Downloads images from specified subreddit between specified dates. Default downloads all images that are jpg or png, but users can add more.
Based off a project by the same name from /u/2hands10fingers, /u/Joe_Anonimist, /u/iakovosbelonias
Working on getting this project into PyPi. For now, just: Clone repo, go into directory, make a python 3 virtual environment, install requirements.
git clone https://github.com/ardeaf/reddit-image-scraper.git
cd reddit-image-scraper
virtualenv -p python3 venv
source venv/bin/activate # linux
venv\Scripts\activate # Windows
pip install -r requirements.txt
pip install -e . # Gotta do this if you cloned the repo
You will then need to add in your reddit credentials to config.sample.py
and change the filename to config.py
. Then move it into the redditimagescraper/modules
directory.
To get client_id
and client_secret
you must log into reddit, go to preferences > apps and then "create another app" at the bottom. You can name the app whatever you want, and you can also just make it a personal use script.
Once you create it, client_id
should be the long randomized string underneath the bolded appname. client_secret
below that next to secret.
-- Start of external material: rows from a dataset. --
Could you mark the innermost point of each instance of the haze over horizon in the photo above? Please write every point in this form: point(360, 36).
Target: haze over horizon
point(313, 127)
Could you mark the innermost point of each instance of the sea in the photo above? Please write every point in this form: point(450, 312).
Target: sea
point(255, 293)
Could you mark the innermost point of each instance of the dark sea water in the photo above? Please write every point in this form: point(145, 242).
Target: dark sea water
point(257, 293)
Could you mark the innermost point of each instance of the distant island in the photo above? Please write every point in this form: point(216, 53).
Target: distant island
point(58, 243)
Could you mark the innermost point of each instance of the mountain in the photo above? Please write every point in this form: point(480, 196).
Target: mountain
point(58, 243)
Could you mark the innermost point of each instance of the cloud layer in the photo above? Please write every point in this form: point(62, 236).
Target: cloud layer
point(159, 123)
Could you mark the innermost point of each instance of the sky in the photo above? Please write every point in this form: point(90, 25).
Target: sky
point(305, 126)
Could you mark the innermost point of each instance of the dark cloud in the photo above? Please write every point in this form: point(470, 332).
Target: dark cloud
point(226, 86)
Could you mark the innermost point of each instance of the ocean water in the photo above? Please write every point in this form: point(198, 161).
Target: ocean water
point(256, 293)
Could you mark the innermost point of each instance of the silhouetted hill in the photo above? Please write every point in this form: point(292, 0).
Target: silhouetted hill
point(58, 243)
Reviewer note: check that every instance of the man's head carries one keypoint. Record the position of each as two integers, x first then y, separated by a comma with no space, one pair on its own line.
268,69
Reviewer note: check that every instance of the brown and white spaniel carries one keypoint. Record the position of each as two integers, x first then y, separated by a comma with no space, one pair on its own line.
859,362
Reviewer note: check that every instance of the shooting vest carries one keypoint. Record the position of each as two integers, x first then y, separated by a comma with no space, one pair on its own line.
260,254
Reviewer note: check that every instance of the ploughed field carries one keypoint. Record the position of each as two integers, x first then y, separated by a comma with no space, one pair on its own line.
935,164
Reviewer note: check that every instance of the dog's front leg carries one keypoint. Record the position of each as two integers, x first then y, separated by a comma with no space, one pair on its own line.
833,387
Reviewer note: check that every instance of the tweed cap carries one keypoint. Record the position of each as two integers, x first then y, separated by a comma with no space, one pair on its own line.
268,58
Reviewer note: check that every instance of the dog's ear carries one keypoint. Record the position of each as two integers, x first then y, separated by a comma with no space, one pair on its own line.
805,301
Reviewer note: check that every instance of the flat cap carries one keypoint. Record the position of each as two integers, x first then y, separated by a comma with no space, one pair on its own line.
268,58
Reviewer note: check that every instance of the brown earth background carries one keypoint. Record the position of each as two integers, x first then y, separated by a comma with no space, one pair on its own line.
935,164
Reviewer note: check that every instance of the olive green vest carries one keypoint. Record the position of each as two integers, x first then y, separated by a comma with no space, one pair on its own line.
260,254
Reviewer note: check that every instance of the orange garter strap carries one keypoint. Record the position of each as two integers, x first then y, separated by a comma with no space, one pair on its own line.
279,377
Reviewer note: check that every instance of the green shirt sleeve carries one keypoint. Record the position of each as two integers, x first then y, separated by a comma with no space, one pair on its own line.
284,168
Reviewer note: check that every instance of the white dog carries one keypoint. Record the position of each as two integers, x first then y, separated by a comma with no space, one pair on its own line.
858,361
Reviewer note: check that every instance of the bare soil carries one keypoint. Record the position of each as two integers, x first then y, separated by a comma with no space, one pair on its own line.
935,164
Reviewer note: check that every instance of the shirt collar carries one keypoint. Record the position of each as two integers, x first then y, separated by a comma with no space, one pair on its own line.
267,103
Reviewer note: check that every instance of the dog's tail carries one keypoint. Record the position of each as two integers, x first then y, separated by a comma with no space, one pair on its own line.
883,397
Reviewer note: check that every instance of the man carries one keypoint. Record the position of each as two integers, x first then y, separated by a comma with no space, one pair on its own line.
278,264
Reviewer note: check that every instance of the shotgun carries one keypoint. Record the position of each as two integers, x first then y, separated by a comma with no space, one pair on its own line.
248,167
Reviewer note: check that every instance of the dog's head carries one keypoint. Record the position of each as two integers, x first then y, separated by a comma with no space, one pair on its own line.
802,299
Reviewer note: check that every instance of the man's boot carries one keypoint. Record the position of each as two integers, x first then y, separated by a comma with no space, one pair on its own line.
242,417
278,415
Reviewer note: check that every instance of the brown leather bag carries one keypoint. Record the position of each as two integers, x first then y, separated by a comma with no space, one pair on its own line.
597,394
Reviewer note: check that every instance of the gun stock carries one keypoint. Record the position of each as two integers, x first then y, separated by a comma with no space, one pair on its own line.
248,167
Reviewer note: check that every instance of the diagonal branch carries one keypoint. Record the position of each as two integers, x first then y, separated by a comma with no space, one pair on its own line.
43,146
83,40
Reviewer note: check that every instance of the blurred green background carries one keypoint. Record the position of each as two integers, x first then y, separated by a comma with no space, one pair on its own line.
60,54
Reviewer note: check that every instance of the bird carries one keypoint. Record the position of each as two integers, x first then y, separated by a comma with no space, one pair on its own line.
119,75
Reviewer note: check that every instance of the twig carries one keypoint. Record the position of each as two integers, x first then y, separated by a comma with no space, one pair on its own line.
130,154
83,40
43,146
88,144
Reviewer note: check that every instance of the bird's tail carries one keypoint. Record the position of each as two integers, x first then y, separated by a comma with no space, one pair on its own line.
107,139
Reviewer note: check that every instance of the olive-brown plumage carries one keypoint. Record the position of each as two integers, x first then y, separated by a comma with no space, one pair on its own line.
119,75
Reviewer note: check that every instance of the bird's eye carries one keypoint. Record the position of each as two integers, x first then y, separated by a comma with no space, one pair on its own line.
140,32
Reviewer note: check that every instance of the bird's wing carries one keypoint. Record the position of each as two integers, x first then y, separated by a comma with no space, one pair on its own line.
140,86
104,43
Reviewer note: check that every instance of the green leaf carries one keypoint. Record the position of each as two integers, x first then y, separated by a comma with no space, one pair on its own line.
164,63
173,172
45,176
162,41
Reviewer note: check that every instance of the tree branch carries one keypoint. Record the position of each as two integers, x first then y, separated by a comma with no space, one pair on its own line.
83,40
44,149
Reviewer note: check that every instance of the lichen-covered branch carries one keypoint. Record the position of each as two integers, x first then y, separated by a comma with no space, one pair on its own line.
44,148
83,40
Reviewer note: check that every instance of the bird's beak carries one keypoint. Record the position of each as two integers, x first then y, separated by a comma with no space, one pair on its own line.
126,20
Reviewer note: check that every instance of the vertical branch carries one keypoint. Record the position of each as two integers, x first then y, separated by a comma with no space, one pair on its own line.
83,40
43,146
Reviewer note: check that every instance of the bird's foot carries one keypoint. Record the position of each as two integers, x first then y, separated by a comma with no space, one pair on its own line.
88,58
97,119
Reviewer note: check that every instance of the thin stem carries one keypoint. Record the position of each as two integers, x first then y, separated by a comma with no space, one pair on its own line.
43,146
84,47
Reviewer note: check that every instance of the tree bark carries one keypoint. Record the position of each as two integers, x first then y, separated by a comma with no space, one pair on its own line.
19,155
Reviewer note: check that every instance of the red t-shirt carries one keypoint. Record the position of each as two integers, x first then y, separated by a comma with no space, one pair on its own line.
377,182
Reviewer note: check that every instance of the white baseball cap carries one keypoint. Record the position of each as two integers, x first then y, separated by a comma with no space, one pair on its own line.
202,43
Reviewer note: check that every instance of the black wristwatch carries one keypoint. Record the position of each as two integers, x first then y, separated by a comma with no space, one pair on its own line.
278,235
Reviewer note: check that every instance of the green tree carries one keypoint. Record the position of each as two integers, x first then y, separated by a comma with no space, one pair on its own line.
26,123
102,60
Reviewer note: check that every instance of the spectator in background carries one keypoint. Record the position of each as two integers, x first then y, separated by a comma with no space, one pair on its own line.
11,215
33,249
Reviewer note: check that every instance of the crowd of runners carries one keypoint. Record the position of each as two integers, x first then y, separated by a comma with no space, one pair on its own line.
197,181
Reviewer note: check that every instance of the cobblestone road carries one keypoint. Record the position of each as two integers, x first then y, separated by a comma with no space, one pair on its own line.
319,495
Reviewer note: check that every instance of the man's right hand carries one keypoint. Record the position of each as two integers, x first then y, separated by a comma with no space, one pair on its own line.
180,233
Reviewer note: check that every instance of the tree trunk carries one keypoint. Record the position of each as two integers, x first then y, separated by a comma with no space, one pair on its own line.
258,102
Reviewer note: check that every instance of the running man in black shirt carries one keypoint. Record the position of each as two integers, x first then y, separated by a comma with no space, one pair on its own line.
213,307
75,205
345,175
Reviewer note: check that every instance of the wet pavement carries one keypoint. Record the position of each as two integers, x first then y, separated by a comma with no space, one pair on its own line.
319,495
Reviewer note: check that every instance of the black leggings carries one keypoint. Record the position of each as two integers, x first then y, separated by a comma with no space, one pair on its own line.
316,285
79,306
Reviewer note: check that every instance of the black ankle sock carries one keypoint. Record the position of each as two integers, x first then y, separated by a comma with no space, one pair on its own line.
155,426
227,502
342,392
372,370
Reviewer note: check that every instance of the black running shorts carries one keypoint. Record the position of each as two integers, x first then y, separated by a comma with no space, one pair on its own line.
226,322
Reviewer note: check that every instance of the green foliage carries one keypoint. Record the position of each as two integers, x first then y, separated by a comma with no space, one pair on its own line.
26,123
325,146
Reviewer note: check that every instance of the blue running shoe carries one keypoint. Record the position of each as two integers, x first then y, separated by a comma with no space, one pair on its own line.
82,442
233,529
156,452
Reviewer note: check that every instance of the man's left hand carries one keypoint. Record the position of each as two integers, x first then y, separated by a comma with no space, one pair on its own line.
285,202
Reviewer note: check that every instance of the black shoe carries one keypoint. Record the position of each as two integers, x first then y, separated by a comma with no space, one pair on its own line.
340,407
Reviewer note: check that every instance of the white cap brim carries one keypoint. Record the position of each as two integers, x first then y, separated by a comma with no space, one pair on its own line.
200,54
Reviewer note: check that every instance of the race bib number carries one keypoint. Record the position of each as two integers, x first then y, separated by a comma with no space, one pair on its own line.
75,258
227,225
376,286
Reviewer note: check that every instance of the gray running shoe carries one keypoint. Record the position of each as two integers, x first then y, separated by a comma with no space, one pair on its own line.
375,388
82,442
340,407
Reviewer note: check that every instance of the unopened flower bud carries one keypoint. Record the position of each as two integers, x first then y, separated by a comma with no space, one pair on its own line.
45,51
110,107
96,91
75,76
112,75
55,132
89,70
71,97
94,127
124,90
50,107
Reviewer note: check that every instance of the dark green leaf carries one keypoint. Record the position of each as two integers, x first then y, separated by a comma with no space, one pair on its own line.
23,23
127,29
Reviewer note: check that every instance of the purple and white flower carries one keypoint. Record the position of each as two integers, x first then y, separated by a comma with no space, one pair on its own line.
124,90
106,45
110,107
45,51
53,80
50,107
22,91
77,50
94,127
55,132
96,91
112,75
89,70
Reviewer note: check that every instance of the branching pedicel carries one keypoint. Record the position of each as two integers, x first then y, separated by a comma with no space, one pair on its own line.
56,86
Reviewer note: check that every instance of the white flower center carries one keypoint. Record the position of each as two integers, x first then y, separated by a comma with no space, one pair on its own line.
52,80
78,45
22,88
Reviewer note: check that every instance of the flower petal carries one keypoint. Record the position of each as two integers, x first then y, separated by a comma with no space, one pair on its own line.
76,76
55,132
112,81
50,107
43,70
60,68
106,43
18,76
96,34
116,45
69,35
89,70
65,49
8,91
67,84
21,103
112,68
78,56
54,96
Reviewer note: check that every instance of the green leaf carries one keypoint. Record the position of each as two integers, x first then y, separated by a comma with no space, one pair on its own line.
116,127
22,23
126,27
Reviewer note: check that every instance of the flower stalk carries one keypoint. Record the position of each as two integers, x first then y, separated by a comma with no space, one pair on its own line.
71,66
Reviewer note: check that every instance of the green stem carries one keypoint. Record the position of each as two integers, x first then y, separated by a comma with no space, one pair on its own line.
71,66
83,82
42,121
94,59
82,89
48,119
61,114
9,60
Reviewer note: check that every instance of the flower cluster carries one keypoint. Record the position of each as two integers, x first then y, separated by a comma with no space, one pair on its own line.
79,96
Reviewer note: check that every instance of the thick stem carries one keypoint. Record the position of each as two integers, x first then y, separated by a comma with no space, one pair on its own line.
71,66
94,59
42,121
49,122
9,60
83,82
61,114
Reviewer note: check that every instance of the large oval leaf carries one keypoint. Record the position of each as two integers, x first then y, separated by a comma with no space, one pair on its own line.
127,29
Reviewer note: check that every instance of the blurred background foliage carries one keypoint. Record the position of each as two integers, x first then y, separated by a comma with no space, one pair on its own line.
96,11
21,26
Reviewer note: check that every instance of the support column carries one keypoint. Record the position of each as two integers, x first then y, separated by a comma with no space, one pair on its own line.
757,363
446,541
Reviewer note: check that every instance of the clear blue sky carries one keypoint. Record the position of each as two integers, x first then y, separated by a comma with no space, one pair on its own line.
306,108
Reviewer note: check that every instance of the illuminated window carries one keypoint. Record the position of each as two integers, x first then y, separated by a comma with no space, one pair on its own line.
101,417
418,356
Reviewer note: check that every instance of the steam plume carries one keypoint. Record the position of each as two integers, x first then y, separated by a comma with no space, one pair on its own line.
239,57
Paste those two strings into the config.py file in quotes.
Simply run python scrape.py
from inside the reddit-image-scraper/redditimagescraper
directory.
It currently downloads to whatever directory you ran the script from. If you want to download to another directory you just need to run it with the path inserted from the directory. For example, to download scraped images to an example /images/
directory, go to it:
cd <path>/<to>/<images>/images/
Activate your virutal environment (if you have one):
source <path>/<to>/reddit-image-scraper/venv/bin/activate
Run the script:
python <path>/<to>/reddit-image-scraper/redditimagescraper/scrape.py <args>
-v Verbose output.
-as Downloads asynchronously. Extreme speed increase. Will probably max out your bandwidth.
-bd, -ed, -sr These three have to be passed together. Allows inputting scrape info from the cli.
-bd is for begin date, -ed is for end date, and -sr is for the subreddit.
-h For more info on args
If you'd like to contribute or run tests you'll need to install the dev requirements: pip install -r dev-requirements.txt
Then run pytest from the root directory (above tests)
Once you install the dev requirements, simply make your own feature branches and submit pull requests. My tests aren't very rigorous at the moment so be sure your code works by passing both '-v -as' and just '-v' as arguments.
View the license file for more information. You can basically do anything you'd like to the code as long as you make sure your code maintains the same license.